On the fourth Thursday of November, most Americans celebrate Thanksgiving Day. The tradition traces its roots back in 1621 when the first colonists or Pilgrims did not have enough food to eat during their first winter. They almost did not survive until the Wampanoag Native Americans helped them. The Native Americans gave the Pilgrims seeds and taught them how to fish. In the late 1660s, the tradition turned into an annual harvest festival in New England.
In the 21st century, for most Americans Thanksgiving Day is a time to pause, reflect and give thanks for the wonderful bounties and blessings bestowed upon them. This is also a day to reunite with family and friends, to usher in the holiday season and stuff themselves with turkey, stuffing and pumpkin pie.
This Thanksgiving holiday in 2011, I did something different.
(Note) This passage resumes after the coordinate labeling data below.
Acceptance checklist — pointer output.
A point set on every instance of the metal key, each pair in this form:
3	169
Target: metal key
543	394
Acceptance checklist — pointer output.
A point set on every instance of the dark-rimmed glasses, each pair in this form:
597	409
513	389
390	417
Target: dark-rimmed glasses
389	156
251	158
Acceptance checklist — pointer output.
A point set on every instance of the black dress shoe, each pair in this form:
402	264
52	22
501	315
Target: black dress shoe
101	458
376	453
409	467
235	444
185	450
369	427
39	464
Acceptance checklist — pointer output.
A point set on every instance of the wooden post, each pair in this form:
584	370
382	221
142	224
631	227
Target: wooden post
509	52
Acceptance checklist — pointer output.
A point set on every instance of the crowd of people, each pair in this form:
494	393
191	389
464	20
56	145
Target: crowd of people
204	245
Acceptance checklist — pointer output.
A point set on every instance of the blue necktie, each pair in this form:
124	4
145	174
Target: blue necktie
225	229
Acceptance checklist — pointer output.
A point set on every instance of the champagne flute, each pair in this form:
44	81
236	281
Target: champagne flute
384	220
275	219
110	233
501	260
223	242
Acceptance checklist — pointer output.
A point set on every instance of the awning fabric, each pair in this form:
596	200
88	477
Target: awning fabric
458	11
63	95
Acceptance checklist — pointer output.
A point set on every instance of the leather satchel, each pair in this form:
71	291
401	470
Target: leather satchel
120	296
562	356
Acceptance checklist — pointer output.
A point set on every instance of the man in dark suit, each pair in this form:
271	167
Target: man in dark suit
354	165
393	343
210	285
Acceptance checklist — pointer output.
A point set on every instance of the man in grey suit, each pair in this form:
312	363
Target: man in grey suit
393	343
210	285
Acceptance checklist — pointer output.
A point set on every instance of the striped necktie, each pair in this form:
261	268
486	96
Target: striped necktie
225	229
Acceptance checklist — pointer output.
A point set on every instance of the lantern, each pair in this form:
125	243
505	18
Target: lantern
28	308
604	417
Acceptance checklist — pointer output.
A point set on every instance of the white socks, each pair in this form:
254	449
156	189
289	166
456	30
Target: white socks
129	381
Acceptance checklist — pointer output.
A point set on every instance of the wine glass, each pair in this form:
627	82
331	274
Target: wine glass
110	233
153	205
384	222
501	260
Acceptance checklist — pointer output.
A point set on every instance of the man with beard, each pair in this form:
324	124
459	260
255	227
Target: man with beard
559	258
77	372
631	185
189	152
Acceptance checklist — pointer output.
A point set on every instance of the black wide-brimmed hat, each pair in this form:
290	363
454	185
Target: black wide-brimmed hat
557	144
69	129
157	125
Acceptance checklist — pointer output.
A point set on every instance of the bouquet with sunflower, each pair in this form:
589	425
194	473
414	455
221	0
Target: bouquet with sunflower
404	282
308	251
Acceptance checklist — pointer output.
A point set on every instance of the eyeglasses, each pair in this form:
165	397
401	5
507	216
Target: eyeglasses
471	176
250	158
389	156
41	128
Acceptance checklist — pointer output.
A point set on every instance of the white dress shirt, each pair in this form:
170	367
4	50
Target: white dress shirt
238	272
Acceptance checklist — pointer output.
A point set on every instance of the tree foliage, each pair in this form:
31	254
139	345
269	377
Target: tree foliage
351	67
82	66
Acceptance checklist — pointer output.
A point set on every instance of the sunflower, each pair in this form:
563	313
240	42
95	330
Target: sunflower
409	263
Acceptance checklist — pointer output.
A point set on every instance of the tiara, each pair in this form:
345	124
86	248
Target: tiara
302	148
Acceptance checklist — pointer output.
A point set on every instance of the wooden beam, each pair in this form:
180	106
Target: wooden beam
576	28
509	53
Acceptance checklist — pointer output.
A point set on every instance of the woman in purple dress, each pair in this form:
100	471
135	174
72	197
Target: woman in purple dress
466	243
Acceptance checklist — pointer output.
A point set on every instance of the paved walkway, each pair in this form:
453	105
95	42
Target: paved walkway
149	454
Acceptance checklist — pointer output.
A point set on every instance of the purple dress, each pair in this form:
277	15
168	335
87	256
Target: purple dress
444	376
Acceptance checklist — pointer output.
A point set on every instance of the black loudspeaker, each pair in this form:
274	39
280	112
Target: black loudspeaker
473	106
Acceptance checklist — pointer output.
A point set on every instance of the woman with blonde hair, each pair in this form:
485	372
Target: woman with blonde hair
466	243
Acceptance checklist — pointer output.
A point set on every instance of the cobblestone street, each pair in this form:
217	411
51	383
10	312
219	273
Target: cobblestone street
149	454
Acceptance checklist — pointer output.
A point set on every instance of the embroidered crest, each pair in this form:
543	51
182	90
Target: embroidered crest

I served food to the homeless at a local shelter, People’s Church, in Chicago’s Uptown neighborhood. It’s hard to believe that there are people who are hungry and do not have a place to sleep in the US. There are about 5,170 people either staying in shelters or living on the streets in Chicago (Chicago Alliance to End Homelessness).
This Thanksgiving Day, I helped recruit volunteers from the Rotary clubs of Chicago Far North and Lakeview and we served food to the homeless. We served them a traditional meal of turkey, stuffing, cranberries and pumpkin pie. The Rotary club of Chicago Far North has also partnered with the Bayanihan Foundation in several projects to help the indigent in Iligan City, Philippines.
Afterwards, I went to my Mom’s house and shared a Thanksgiving meal with my family. My Mom served both American traditional food of turkey, cranberries and pumpkin pie and Filipino traditional food of pancit (Filipino noodles) and adobo (marinated pork). I also have a lot to be thankful for but most of all, I was thankful that I was able to serve food to the homeless and help those who are in need, both locally and globally.